The writing is honest and takes you into the empty turmoil of the successful TV executive who is enslaved by his own success. Parts of the book, however, are better written than others.
The Fourth Fisherman of the title refers to Kissack himself. The reference isn’t immediately obvious, and Kissack himself makes note of it only at the very end. In fact, it is the last line of the epilogue. Consequently, I went through some confusion at the beginning, since the second chapter of the book clearly speaks about five fishermen on board the boat.
Kissack attempts to draw parallels between his own situation and that of the fishermen, implying that they were both lost in different ways, and were rescued by faith. The helplessness of the fishermen, however, was an actual, real-time instance of being lost, as opposed to Kissack’s situation where he was lost in a spiritual sense.

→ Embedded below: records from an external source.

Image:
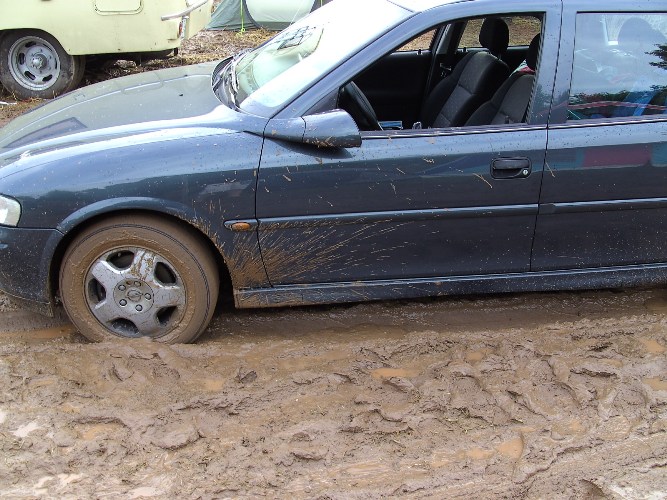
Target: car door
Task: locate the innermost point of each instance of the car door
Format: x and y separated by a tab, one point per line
604	196
408	204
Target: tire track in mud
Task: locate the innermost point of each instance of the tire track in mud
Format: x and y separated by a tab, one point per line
538	395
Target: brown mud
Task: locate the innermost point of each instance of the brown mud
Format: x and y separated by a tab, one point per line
559	395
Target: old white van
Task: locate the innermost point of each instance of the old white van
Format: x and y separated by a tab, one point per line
44	43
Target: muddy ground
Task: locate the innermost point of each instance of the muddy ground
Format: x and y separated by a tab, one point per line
517	396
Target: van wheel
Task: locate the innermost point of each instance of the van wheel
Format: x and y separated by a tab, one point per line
33	64
139	276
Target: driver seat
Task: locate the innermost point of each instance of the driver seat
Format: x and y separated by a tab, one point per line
474	80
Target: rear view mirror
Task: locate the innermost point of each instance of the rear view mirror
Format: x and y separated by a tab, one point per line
333	129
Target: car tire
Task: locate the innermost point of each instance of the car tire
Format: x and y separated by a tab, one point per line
33	64
135	276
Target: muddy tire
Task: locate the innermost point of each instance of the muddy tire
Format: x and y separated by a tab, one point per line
33	64
139	276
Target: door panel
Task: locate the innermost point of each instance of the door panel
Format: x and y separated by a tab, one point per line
604	198
398	207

If Kissack meant to write a book about himself, his depression and subsequent acceptance of God in his life, and his attempts to make a Hollywood film on the fishermen in the face of obstacles, it would have been better if he had not given us so many details about the Mexicans. After alternating six chapters of his own story with six chapters of that of the fishermen, I was greatly disappointed to find the focus suddenly shifting to Kissack.
The story of three men drifting on the waters for nine long months would have been a far more moving portrayal of the way in which faith can sustain humans when there is no hope. It would certainly have been a far more riveting read than one in which the low point is when Kissack’s wife’s Lexus needs to be sold.
Eventually, it is the faith that shines through. Lucio's grandmother, Panchita, believes that he is alive and never stops praying for him or setting a place for him at the dinner table. Salvador’s faith helps to ignite the faith of Jesus and Lucio. And Kissack's faith helps him to be a better man, a better husband and father.
The Fourth Fisherman is above all the story of that faith.
I received a copy of The Fourth Fisherman for free from WaterBrook Multnomah Publishing Group for this review.